ECE2015 Guided Posters Pituitary–Basic and IGF-1 (9 abstracts)
Presence and functional actions of In1-ghrelin splicing variant reveals a potentially relevant pathophysiological role in human pituitary adenomas
Alejandro Ibáñez-Costa 1 , Manuel D Gahete 1 , Esther Rivero-Cortés 1 , David Rincón-Fernández 1 , Richard Nelson 2 , Manuel Beltrán 3 , Andrés de la Riva 4 , Miguel A Japón 5 , Eva Venegas-Moreno 6 , María Ángeles Gálvez 7 , Juan A García-Arnés 8 , Alfonso Soto-Moreno 6 , Jennifer Morgan 2 , Natia Tsomaia 2 , Michael D Culler 2 , Carlos Dieguez 9 , Justo P Castaño 1 & Raúl M Luque 1
1Department of Cell Biology, Physiology and Immunology, Instituto Maimónides de Investigación Biomédica de Córdoba (IMIBIC), Hospital Universitario Reina Sofia, University of Cordoba, CIBER Fisiopatolo, Córdoba, Spain; 2IPSEN Bioscience, Cambridge, Massachusetts, USA; 3Department of Pathology, Puerta del Mar University Hospital, Cádiz, Spain; 4Service of Neurosurgery, Hospital Universitario Reina Sofia, Córdoba, Spain; 5Department of Pathology, Hospital Universitario Virgen del Rocío, Sevilla, Spain; 6Metabolism and Nutrition Unit, Instituto de Biomedicina de Sevilla (IBIS), Hospital Universitario Virgen del Rocío, Sevilla, Spain; 7Service of Endocrinology and Nutrition, Instituto Maimónides de Investigación Biomédica de Córdoba, Hospital Universitario Reina Sofia, Córdoba, Spain; 8Department of Endocrinology and Nutrition, Carlos Haya Hospital, Málaga, Spain; 9Department of Physiology, University of Santiago de Compostela, CIBER Fisiopatología de la Obesidad y Nutrición, Santiago de Compostela, Spain.

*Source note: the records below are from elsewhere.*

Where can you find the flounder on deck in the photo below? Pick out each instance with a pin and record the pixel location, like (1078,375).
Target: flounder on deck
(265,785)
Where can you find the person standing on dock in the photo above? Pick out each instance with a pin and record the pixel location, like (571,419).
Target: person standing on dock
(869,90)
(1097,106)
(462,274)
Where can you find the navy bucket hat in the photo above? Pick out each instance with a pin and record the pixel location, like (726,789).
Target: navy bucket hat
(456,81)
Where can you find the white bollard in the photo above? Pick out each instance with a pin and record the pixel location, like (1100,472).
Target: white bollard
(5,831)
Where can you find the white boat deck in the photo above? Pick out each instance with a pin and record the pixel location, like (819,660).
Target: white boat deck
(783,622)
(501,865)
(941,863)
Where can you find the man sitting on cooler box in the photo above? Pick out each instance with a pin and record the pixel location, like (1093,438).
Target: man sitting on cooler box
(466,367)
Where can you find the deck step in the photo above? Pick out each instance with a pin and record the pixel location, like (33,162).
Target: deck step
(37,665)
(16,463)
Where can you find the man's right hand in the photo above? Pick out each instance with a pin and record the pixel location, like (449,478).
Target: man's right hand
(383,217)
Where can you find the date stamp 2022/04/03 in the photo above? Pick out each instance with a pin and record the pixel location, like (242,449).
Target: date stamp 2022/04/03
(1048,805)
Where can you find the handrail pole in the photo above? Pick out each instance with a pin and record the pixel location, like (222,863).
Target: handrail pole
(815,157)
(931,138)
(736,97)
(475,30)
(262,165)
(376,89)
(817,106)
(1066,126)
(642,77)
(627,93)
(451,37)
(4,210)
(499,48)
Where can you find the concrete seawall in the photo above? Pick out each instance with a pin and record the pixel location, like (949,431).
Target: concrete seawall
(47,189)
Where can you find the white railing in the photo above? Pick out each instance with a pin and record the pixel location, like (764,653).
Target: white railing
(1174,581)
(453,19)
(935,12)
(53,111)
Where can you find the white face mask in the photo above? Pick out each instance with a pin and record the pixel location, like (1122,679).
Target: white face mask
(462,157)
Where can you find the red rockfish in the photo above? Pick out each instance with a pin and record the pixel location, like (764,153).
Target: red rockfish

Pituitary adenomas comprise a heterogeneous group of tumours causing serious comorbidities, which would benefit from identification of novel, common molecular/cellular biomarkers and therapeutic targets. The ghrelin system comprises a complex molecular family with multiple functions, and some of its components have been linked to development of various endocrine-related cancers. In this work we aim at better delineating the patho-physiological significance of the ghrelin regulatory system in pituitary tumours, by pursuing two specific objectives: i) to analyse the presence in pituitary tumours of key components of the ghrelin system: native-ghrelin, the recently discovered splicing variant In1-ghrelin, ghrelin receptors GHS-R1a (full-length) and GHS-R1b (truncated variant), and MBOAT4 (GOAT), the enzyme responsible for ghrelin acylation and ii) to compare the direct effects of native-ghrelin and In1-ghrelin variant administration on selected functional parameters in cell cultures derived from the main types of pituitary adenomas. To this end, we studied a large series of 180 pituitary samples: 76 somatotropinomas, 57 non-functioning pituitary adenomas, 29 corticotropinomas, seven prolactinomas, and 11 normal pituitary samples. The results obtained revealed that expression pattern of ghrelin system components undergoes a striking alteration in pituitary adenomas, as compared with normal pituitary, particularly In1-ghrelin, which was consistently overexpressed in all human pituitary adenoma subtypes. Interestingly, similar to that observed for native-ghrelin, In1-ghrelin was functionally active in cultured pituitary adenoma cells, as it increased GH and ACTH secretion, Ca2+ and ERK1/2 signalling, and cell viability, being the effects of In1-ghrelin variants generally greater than those evoked by native-ghrelin. Finally, overexpression of In1-ghrelin (by transfection using an specific expression plasmid) increased cell viability, while the use of a specific siRNA for this ghrelin variant reduced cell viability. Altogether, our results indicate that ghrelin system components are present and markedly altered in human pituitary tumours, where In1-ghrelin variant, particularly, could play a relevant functional role in the regulation of adenoma pathology, this paving the way for using In1-ghrelin variant as a new tool to explore novel diagnostic/prognostic biomarkers and/or therapeutic targets in these human tumours.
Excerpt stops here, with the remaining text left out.